Das Architekturbüro Herzog & de Meuron hat das Basler Stadtcasino erweitert und modernisiert. Nach dem vierjährigen Umbau läuft inzwischen der Konzertbetrieb unter Corona-Auflagen wieder. Die Casino-Gesellschaft als Eigentümerin und Trägerin hat mit Unterstützung des Kantons 77,5 Millionen Franken in die Aufwertung des historischen Ensembles am Barfüsserplatz investiert. Die letzte Sanierung der für ihre Akustik berühmten Säle des Konzerthauses fand 1976 statt. Welche Veränderungen bringt die neue Ära mit sich?

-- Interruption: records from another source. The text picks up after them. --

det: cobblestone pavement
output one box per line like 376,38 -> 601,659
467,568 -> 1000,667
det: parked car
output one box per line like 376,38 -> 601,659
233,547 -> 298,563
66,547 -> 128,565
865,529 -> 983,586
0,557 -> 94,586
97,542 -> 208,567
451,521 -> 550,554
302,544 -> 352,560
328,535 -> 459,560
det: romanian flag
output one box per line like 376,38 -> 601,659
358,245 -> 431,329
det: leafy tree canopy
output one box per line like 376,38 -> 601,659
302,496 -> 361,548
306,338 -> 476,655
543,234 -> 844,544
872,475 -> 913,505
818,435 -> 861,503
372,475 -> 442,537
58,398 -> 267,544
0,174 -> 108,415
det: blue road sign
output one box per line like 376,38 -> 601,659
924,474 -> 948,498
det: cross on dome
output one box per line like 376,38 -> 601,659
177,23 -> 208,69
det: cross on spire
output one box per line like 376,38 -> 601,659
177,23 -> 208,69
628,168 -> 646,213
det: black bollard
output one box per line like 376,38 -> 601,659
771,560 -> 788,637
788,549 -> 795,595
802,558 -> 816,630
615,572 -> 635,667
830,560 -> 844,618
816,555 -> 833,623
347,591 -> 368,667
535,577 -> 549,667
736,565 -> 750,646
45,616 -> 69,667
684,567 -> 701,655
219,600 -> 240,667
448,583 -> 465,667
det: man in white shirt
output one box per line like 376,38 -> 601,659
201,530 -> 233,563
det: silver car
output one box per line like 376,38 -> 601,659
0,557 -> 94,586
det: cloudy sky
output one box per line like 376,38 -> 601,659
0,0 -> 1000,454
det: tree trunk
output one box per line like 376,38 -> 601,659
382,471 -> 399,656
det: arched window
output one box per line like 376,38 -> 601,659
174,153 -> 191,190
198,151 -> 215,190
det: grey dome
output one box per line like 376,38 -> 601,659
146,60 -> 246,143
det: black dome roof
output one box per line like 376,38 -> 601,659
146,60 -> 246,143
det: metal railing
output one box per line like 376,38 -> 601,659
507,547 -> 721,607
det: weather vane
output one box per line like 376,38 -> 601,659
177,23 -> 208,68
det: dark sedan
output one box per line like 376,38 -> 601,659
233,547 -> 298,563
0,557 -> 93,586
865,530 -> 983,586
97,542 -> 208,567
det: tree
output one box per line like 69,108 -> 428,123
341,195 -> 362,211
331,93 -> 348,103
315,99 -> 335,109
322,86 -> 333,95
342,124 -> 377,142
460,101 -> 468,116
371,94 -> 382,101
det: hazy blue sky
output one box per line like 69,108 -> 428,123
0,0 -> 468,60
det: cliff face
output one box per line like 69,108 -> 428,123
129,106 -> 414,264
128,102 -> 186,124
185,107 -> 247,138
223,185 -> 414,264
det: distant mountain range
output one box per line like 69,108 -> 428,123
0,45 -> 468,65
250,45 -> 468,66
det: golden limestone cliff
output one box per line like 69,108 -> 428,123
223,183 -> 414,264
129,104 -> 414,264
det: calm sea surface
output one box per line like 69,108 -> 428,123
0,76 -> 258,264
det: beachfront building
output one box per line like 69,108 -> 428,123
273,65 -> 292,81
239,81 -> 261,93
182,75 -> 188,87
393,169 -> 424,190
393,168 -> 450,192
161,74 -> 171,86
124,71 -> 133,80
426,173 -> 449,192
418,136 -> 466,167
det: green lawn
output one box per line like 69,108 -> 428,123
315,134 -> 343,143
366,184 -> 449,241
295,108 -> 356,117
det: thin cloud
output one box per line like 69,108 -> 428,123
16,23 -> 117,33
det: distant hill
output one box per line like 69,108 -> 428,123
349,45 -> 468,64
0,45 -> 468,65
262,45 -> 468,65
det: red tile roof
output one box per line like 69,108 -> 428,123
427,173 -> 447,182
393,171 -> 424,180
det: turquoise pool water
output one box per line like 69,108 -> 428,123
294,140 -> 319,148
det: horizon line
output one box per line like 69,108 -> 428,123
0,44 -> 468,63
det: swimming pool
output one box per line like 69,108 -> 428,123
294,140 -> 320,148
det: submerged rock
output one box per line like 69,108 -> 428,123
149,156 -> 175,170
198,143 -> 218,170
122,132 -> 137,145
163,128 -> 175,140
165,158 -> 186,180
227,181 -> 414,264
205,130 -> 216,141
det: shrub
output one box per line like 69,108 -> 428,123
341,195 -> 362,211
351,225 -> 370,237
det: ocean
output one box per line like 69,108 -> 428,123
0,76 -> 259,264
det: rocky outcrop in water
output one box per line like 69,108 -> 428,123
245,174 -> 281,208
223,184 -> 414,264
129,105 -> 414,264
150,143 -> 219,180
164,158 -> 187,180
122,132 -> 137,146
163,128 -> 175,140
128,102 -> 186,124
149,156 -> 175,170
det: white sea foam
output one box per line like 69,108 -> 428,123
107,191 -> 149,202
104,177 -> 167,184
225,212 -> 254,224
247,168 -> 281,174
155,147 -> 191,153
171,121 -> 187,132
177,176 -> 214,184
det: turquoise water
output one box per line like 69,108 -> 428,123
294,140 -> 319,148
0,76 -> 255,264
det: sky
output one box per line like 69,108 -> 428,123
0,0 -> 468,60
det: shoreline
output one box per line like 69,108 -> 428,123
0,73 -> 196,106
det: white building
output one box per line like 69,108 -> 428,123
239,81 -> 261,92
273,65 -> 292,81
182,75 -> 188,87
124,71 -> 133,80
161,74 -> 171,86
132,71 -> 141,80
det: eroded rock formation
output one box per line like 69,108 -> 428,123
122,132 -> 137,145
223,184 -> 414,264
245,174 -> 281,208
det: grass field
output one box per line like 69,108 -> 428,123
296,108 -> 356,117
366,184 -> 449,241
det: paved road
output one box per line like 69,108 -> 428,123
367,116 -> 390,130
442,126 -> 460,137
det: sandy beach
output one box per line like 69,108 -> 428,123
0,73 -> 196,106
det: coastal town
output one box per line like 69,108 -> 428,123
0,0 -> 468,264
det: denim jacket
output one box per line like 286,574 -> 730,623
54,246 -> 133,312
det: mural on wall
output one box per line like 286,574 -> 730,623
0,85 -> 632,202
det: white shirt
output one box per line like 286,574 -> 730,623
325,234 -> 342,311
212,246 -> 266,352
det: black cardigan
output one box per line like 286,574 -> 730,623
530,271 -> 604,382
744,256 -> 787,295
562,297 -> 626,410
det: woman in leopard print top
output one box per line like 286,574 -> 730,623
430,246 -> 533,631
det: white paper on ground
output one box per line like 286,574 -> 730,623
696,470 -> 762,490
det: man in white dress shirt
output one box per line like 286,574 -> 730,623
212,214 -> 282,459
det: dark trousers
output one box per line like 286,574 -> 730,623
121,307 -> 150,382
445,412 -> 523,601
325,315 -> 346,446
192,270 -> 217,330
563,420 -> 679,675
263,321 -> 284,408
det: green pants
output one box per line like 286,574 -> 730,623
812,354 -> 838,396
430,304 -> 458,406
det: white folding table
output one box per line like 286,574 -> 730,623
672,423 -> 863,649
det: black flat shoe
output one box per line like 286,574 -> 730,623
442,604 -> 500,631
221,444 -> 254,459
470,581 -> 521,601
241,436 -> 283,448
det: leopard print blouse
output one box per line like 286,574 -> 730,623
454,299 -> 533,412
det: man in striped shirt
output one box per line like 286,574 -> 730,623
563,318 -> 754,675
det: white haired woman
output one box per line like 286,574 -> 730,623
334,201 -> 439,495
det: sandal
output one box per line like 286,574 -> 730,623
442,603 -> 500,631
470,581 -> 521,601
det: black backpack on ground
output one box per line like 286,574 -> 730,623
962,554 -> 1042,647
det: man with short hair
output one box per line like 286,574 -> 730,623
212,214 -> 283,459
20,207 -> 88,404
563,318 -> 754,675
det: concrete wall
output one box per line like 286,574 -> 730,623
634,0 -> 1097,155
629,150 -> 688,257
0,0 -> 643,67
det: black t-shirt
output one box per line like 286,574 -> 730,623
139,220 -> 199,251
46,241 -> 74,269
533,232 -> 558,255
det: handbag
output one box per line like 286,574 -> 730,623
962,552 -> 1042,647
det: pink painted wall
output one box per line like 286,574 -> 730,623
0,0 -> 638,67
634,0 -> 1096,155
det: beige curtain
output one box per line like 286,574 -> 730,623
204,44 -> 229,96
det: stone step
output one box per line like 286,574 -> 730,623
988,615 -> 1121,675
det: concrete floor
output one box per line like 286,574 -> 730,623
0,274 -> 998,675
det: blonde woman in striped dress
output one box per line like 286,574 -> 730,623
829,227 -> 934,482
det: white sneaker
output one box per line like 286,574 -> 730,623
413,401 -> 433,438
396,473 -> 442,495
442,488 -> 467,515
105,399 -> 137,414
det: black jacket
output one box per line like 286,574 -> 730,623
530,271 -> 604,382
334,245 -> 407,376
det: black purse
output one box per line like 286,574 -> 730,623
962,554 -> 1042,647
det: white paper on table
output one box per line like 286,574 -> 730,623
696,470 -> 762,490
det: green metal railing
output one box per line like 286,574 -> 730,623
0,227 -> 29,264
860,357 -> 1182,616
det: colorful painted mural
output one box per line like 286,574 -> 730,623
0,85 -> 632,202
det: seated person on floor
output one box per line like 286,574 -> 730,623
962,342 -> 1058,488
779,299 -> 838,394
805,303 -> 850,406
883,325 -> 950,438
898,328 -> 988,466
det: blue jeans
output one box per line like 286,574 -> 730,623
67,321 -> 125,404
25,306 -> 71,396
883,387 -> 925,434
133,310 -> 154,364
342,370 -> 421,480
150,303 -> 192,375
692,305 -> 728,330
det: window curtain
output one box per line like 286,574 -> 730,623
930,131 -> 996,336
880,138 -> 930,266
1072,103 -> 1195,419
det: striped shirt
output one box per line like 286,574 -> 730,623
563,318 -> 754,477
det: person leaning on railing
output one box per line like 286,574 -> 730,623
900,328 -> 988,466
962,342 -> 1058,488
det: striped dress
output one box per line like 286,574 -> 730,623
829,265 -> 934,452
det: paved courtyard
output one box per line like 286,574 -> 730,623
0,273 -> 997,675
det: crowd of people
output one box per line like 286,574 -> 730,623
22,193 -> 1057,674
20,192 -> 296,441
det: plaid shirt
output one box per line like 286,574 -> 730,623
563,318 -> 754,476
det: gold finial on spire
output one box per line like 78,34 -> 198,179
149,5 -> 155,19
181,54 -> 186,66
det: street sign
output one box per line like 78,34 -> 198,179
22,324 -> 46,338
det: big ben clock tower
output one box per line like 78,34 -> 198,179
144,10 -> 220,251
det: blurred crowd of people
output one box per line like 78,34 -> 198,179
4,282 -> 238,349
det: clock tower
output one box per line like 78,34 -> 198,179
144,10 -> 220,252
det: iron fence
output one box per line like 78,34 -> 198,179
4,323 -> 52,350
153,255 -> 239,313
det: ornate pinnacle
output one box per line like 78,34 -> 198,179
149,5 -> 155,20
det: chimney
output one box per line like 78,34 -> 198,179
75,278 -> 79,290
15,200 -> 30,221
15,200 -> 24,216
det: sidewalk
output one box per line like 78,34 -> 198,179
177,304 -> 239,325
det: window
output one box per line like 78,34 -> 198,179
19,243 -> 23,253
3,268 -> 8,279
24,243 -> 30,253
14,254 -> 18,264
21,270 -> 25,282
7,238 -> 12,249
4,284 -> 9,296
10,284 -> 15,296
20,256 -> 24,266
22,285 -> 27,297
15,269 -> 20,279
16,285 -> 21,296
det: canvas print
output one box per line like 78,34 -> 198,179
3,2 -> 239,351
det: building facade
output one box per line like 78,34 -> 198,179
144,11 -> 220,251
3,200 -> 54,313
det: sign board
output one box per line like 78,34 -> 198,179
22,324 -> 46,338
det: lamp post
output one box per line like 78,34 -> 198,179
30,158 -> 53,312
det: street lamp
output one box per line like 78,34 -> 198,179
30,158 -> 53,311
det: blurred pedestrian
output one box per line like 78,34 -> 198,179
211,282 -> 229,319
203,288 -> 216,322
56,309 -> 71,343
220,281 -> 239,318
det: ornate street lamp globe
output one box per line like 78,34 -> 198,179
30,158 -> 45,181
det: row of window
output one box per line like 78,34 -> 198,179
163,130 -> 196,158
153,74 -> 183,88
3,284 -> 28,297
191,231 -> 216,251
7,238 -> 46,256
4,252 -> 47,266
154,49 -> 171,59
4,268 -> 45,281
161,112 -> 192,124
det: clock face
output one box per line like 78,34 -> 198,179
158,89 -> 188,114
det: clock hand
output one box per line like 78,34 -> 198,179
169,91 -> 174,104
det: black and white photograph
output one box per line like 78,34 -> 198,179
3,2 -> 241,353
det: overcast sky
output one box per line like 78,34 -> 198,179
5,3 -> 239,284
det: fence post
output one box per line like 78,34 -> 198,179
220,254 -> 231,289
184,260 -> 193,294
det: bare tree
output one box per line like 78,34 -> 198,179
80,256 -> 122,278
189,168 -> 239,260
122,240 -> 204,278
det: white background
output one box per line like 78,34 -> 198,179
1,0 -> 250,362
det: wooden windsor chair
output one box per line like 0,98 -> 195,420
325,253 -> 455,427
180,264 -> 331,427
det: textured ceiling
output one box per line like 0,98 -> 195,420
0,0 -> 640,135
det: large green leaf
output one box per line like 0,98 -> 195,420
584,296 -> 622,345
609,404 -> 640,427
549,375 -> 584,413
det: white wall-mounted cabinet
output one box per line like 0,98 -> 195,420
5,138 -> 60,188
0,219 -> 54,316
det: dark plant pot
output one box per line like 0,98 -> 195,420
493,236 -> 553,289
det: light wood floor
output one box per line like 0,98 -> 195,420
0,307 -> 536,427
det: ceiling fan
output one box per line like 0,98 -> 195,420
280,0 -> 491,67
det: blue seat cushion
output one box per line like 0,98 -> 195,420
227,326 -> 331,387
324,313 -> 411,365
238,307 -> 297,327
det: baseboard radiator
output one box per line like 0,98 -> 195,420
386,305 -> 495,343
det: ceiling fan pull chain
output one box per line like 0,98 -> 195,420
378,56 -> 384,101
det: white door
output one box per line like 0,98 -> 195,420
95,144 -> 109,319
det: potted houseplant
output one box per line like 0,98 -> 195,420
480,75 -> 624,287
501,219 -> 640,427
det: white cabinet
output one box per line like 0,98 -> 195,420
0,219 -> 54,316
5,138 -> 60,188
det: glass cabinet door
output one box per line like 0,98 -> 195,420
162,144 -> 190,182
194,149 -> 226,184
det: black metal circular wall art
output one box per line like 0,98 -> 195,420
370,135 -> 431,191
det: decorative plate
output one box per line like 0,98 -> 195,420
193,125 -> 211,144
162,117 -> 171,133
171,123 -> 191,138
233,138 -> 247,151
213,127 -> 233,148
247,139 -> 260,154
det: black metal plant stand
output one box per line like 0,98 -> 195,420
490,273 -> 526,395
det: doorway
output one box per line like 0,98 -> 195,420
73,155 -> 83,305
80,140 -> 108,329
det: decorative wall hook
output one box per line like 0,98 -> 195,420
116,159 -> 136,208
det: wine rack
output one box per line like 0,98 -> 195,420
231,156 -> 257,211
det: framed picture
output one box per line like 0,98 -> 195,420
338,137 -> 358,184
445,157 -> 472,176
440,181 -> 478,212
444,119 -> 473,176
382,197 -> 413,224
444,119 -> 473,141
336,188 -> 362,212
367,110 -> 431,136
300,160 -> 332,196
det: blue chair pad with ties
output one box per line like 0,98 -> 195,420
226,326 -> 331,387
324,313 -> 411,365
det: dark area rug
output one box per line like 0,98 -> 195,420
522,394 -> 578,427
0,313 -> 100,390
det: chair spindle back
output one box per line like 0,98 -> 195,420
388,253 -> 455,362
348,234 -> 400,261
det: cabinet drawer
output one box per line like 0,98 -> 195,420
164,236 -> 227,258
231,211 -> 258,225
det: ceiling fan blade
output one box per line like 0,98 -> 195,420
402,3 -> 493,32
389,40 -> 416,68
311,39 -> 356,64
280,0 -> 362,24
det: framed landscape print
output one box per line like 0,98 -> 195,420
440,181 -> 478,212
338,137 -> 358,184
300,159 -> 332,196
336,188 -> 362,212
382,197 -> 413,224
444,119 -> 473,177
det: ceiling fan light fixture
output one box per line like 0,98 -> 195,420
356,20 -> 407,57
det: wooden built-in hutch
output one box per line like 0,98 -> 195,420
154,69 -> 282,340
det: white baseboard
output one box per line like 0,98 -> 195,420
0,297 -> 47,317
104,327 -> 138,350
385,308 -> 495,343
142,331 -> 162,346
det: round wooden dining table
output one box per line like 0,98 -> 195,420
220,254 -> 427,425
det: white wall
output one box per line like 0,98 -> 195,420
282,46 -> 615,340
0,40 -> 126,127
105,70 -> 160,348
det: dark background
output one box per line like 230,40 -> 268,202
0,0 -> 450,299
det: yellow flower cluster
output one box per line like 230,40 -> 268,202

Im 19. Jahrhundert verstand das Basler Bürgertum unter dem Begriff Stadtcasino nicht nur Amüsement und Glücksspiel.  Auch als soziale und kulturelle Treffpunkte gebaute Häuser galten in Anlehnung an die italienische Tradition als Casino. 1826 entstand die Keimzelle des heutigen Stadtcasinos in Regie des in Karlsruhe bei Friedrich Weinbrenner ausgebildeten Basler Architekten Melchior Berri.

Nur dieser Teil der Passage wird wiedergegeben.